The researchers published their findings in Nature’s Scientific Reports. They discovered that the PEI-C60 compound bound about one-fifth of its weight in carbon dioxide, and essentially zero methane—a big deal for carbon capture materials. The buckyballs are hydrophobic, and push the hydrophilic amines of the PEI to the outer surface of the compound; carbon dioxide floats past, and binds to exposed nitrogen atoms.

The PEI-C60 captured carbon better than materials known as metal organic frameworks (MOFs), which are nanoporous materials considered among the most promising for trapping CO2. The idea of using buckyballs was a natural progression for Barron’s lab; in previous work, the team found that single sheets of graphene did well at absorbing carbon dioxide.

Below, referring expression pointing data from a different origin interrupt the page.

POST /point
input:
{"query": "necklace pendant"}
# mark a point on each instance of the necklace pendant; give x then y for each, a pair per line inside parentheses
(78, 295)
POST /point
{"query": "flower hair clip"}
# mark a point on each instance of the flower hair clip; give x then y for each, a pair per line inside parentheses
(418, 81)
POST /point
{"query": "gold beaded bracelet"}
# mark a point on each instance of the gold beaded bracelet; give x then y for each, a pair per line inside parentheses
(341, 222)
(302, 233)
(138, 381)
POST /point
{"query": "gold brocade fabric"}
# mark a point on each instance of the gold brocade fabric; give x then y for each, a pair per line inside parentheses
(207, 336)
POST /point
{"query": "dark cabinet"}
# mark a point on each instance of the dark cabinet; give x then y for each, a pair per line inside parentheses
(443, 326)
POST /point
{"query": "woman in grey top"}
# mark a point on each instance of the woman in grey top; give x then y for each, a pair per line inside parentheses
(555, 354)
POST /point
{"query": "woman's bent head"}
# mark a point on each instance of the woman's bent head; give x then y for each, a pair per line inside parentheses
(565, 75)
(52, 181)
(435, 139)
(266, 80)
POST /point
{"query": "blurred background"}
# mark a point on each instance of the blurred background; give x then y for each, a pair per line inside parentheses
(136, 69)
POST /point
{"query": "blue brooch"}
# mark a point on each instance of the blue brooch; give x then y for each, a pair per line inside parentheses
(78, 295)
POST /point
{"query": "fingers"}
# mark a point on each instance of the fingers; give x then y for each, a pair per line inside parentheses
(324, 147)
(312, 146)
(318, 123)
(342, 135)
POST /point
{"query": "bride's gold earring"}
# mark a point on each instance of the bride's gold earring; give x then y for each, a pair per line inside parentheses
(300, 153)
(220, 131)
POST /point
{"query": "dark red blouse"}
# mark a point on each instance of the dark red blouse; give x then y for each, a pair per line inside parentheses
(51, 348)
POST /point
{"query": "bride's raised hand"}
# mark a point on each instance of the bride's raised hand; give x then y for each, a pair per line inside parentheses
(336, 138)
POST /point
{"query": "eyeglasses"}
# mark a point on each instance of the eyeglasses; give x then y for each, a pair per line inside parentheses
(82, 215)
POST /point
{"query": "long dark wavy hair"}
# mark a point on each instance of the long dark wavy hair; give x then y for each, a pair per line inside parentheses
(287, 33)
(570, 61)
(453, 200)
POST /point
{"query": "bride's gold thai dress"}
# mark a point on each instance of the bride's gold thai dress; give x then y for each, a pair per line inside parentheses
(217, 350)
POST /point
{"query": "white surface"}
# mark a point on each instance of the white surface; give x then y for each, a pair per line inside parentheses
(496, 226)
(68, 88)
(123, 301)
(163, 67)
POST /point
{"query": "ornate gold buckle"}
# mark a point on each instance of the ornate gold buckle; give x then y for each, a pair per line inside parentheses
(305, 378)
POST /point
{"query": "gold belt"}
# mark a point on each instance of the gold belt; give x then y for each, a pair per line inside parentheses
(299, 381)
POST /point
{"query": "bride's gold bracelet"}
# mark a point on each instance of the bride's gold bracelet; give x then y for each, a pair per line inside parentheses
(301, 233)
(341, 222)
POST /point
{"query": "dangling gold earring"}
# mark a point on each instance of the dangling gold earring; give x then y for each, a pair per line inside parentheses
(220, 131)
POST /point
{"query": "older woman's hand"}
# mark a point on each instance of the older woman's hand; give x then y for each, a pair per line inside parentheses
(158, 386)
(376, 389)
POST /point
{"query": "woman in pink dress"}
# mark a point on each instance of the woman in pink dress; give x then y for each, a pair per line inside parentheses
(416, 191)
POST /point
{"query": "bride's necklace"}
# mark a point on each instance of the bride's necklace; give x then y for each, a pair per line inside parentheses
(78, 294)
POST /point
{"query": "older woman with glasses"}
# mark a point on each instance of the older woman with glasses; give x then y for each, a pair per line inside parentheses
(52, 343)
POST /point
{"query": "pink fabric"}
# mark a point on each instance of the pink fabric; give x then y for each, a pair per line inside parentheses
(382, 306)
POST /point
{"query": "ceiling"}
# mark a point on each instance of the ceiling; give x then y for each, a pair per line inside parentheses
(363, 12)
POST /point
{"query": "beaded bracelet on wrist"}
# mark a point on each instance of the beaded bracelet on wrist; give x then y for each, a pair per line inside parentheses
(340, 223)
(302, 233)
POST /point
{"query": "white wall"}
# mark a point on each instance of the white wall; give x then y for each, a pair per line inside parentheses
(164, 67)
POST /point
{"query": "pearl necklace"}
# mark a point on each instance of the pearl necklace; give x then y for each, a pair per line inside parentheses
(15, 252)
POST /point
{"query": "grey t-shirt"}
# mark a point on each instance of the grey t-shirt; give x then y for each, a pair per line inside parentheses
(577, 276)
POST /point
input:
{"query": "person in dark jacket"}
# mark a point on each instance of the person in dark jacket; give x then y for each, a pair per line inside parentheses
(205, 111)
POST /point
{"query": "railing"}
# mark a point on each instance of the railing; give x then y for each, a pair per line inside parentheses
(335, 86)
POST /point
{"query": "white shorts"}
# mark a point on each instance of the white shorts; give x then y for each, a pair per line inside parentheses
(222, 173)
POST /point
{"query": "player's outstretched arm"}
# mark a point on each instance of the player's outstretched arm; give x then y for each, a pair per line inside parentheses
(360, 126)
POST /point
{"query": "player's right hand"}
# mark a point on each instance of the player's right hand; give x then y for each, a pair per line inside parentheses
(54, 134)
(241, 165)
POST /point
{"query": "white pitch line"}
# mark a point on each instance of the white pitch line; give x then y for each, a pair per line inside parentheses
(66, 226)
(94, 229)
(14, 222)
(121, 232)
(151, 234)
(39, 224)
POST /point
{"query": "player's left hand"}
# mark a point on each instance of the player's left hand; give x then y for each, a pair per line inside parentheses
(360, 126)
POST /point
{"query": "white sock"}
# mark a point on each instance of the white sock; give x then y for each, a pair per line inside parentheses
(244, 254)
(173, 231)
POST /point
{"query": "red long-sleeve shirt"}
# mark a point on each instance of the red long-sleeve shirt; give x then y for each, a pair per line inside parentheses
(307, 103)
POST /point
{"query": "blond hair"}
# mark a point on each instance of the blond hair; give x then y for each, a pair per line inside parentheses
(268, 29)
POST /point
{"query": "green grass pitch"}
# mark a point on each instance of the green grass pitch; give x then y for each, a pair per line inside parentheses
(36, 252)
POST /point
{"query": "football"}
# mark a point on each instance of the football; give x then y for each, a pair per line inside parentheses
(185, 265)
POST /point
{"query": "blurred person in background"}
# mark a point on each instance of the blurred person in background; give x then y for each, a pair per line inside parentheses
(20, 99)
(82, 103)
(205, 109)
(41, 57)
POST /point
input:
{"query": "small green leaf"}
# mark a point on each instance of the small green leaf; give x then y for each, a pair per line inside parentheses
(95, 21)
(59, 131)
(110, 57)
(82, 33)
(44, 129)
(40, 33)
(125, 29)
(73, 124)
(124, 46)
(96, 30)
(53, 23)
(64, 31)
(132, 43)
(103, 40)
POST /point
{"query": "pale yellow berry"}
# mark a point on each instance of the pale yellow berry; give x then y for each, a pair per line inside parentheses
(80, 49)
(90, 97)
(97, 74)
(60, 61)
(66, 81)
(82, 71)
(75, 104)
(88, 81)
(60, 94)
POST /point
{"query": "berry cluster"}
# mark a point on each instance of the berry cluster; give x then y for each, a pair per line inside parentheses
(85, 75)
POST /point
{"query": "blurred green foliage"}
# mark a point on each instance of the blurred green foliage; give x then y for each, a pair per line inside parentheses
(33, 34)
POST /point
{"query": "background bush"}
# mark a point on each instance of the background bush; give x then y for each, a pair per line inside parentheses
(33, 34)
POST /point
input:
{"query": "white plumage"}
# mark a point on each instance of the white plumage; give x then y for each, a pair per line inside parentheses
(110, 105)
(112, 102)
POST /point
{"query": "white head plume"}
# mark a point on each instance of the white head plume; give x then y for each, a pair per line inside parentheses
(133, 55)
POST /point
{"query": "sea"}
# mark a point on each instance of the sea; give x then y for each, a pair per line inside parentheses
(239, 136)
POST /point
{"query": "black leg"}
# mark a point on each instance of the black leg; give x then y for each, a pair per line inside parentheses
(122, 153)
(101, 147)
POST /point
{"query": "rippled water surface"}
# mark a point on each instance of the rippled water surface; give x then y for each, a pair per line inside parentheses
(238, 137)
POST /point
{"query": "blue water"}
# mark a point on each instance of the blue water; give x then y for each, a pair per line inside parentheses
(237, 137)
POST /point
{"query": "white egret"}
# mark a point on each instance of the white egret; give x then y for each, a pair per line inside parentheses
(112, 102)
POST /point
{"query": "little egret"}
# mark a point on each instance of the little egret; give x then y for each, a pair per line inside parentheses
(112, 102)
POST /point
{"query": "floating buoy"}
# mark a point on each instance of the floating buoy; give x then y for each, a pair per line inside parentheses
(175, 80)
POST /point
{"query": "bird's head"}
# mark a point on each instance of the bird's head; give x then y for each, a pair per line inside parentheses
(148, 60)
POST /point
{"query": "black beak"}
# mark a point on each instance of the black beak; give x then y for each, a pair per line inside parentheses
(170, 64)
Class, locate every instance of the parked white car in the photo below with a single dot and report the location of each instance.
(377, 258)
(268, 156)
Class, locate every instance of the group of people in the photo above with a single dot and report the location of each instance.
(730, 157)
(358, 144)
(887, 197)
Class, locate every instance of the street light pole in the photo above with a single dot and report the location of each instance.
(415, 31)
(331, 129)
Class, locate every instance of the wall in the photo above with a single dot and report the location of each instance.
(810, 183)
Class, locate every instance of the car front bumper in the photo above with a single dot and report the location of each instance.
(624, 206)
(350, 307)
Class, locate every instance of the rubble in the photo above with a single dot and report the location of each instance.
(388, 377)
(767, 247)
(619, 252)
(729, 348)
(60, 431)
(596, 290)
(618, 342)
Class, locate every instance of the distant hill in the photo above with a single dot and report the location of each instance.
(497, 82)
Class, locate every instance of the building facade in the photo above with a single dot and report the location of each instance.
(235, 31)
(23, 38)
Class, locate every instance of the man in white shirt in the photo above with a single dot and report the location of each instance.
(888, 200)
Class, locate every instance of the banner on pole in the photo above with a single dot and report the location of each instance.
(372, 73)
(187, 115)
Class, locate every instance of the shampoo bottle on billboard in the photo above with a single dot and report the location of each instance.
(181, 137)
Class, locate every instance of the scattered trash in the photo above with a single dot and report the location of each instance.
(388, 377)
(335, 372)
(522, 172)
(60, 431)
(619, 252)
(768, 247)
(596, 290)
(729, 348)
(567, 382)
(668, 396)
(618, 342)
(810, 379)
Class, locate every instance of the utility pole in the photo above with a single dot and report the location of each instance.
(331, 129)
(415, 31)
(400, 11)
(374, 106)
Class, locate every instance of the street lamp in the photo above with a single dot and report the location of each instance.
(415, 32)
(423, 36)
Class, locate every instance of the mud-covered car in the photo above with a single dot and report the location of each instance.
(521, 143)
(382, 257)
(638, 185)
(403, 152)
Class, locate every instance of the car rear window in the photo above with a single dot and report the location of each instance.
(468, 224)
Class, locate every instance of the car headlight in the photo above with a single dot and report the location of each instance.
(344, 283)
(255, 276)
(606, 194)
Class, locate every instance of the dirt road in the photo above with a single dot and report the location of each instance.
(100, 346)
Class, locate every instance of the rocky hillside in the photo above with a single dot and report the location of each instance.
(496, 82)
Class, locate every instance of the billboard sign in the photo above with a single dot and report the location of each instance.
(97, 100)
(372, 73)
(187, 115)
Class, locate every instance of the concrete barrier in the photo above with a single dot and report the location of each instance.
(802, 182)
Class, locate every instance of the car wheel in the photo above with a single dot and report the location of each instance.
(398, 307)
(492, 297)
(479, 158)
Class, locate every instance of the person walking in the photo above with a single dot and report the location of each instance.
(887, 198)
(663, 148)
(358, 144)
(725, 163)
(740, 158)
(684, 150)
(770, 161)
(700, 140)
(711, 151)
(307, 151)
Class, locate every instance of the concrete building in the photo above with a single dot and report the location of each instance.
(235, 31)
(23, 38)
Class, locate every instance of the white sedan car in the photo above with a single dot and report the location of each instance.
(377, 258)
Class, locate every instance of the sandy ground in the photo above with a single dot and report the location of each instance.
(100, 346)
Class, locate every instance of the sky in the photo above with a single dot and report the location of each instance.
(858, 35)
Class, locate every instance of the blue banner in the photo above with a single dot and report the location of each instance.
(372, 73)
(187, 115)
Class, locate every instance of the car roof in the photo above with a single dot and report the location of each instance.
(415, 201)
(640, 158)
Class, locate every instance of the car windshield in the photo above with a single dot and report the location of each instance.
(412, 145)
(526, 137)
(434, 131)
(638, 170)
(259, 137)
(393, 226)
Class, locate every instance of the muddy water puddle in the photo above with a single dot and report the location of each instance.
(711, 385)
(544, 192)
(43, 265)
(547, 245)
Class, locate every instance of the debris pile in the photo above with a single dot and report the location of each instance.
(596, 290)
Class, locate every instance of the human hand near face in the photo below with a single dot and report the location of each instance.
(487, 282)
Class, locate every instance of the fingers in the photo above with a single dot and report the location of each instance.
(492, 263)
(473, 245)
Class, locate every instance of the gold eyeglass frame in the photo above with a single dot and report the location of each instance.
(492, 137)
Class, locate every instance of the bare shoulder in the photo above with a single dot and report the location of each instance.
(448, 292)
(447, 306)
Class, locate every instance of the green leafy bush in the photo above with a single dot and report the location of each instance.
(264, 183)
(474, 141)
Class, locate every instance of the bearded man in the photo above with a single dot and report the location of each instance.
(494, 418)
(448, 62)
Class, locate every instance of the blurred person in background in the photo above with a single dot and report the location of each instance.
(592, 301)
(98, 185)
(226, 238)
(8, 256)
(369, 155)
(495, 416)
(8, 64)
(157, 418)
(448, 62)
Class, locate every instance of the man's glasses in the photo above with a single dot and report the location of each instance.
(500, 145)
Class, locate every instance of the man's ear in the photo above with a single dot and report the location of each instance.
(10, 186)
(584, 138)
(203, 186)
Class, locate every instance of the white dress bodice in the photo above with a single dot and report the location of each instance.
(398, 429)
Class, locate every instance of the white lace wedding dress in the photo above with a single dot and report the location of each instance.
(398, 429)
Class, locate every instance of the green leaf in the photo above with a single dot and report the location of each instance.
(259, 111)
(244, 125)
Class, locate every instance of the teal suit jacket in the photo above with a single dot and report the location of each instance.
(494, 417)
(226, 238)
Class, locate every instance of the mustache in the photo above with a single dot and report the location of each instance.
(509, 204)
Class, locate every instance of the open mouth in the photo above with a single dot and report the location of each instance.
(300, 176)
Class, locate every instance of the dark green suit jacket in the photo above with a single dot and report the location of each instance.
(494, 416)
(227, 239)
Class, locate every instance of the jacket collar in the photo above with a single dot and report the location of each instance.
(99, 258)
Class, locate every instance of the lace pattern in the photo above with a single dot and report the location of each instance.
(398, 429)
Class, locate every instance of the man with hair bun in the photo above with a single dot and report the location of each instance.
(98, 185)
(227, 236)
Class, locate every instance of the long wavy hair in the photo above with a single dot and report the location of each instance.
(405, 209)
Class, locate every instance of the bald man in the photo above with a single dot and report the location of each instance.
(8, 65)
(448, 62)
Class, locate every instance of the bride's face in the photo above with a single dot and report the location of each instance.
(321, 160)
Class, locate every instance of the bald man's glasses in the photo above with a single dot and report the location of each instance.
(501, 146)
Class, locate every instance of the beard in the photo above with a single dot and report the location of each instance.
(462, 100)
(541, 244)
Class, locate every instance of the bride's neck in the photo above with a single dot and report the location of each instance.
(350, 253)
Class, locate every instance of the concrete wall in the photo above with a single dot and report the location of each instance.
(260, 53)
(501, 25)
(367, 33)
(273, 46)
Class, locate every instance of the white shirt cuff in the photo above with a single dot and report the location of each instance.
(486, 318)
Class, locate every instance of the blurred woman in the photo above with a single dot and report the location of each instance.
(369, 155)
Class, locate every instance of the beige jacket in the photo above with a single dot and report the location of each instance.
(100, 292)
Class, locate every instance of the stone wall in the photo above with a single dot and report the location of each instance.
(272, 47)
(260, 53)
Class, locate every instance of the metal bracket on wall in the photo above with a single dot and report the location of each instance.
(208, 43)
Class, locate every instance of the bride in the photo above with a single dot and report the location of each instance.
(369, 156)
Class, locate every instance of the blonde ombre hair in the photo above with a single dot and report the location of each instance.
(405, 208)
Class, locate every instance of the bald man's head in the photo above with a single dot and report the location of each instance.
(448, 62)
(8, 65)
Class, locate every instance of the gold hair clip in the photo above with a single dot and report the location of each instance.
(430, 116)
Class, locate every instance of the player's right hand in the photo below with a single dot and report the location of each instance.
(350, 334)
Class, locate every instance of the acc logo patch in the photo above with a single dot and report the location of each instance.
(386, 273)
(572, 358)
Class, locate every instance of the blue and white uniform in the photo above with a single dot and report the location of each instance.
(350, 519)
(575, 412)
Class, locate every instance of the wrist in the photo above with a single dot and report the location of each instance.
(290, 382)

Multiwalled carbon nanotubes did better, and nanotubes with thinner single walls did even better still. The spherical buckyball takes the level of curvature to its extreme, which Barron said clearly plays a role in how well the molecules bind.

Another advantage comes up when the CO2 needs to let go of its new home—the final step on its road to toward the “sequestration” part of CCS. Other materials require temperatures to reach 120 and 130 degrees Celsius for the “amine scrubbing process” where the carbon dioxide is released. PEI-C60, meanwhile, has a lower “temperature of regeneration,” below 90 degrees Celsius.

The downside? Cost. “Compared to the cost of current amine used, C60 is pricy,” says Barron. “But the energy costs would be lower because you’d need less to remove the carbon dioxide.”

Progress toward deployment of a practical CCS regime remains slow, so any advances are obviously welcome. One of the first utility-scale CCS plants did recently open in Canada—a billion-dollar add-on to a half-century old coal plant. But without some major advances, or political shifts involving huge infusions of cash to the idea, projects like that are going to remain exceptions rather than the rule.